Teng Ge is a PhD candidate from the Department of Sociology. As a retired basketball player, he is interested in using sports as an empirical case to engage with sociological subjects and theories. His previous studies how social class shapes Chinese professional athletes’ relationship to coaches and embodied performances. His current project focuses on Chinese male basketball players with the aim to understand how Chinese basketball talent failed to produce coordinated and effective teamwork despite the team’s emphasis on collectivity and conformity.  
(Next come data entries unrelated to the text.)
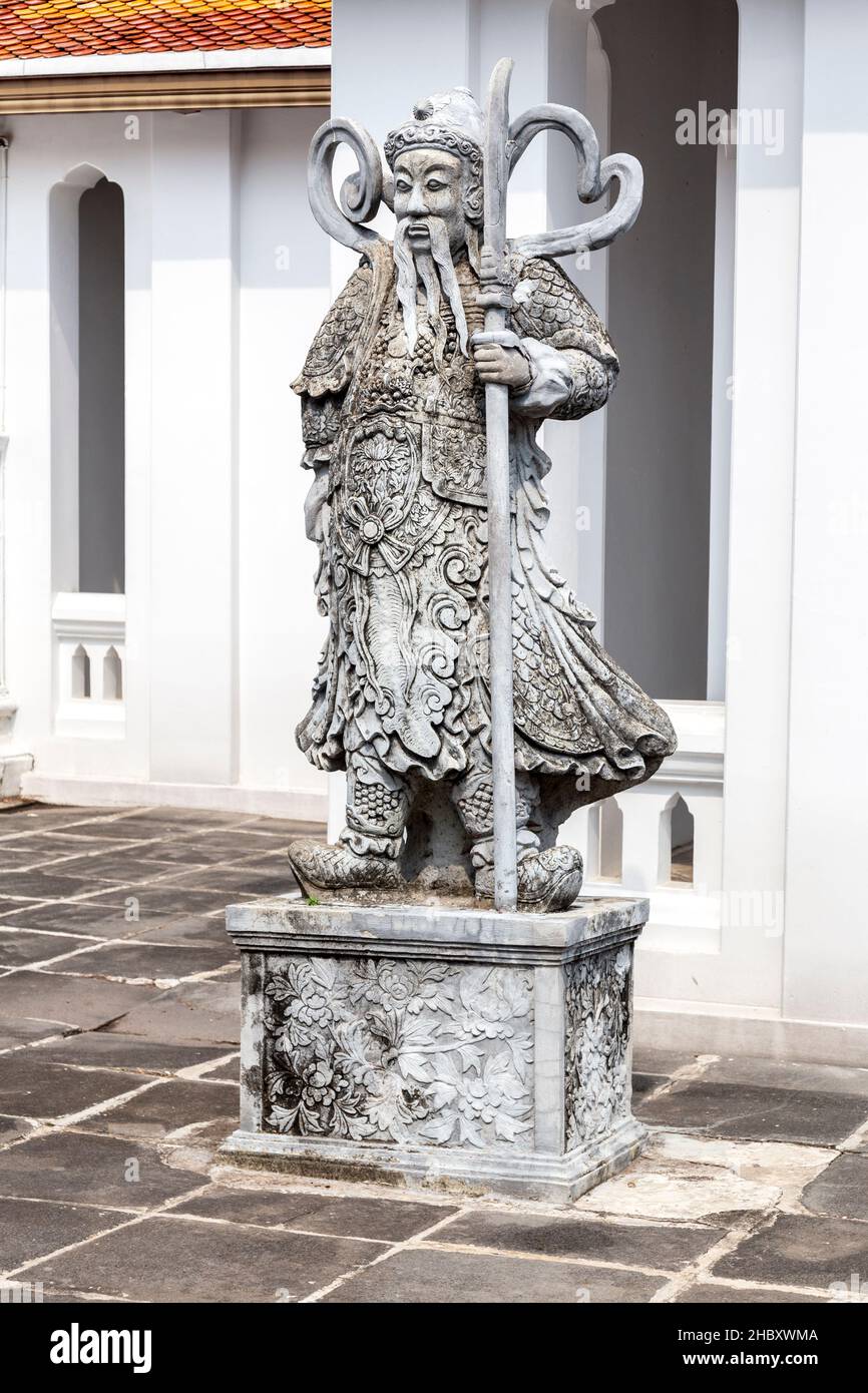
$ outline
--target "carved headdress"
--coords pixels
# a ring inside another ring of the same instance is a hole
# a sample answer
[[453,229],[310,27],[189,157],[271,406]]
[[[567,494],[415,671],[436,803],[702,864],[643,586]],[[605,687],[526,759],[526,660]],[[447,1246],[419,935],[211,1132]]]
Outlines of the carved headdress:
[[407,149],[437,149],[457,155],[468,167],[464,212],[471,223],[482,221],[482,139],[485,117],[470,88],[435,92],[417,102],[412,120],[390,131],[383,146],[389,169]]

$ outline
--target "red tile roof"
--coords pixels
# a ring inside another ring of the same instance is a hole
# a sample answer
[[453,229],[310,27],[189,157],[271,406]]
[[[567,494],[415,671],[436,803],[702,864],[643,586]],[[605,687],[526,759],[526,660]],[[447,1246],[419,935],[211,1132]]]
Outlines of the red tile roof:
[[0,59],[330,42],[332,0],[0,0]]

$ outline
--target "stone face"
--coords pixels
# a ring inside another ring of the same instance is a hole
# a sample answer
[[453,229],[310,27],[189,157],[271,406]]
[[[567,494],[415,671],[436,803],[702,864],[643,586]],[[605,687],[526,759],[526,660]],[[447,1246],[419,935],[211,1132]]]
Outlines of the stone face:
[[582,1192],[644,1138],[628,1036],[645,914],[634,900],[549,915],[233,907],[242,1103],[226,1153],[392,1184]]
Dissertation: There is no I in team: How Chinese Basketball Prodigies Failed to Become Champions 

Social scientists and sports practitioners frequently ask why and how organizational excellence is achieved. My dissertation project inverts this question and asks: why and how Chinese basketball prodigies failed to produce coordinated and effective teamwork despite their well-blessed physical endowments, strict training regimens, and decent rewarding systems. Using a longitudinal and comparative qualitative study of an elite professional basketball club in China, I seek to understand how unsatisfactory team performance could be traced back to intra-team dynamics such as players’ relationships to their teammates and coaches, and what are the conditions under which diversity would facilitate or impede organizational performance. By showing the connection between intra-team dynamics and inter-team competitions, I hope my project would contribute to theories of organizational performance, competition and collaboration, and social relations.   

 

 

 

Recent Research / Recent Publications

2020-21 Rudolph Field Research Fellow

Studies on professional sports tend to perceive professional sports either as a business based on the big-time sports leagues in North America and Europe, or as a nation-building project from the socialistic countries, such as the Soviet Union and the German Democratic Republic. The dichotomy is nevertheless challenged by the professional sports system in contemporary China in which combines the features of both sides in the age of globalization. Despite the great strength of the Chinese state in controlling almost every aspect of society, why and how the government has delegated substantial discretionary power to non-state actors in some professional sports teams, and why some professional sports teams thrived while others failed during the reform? Through comparing three professional sports teams in China, participant observations and interviews with professional athletes, coaches, and sports administrators will be used to explore the conditions of which the state retreats.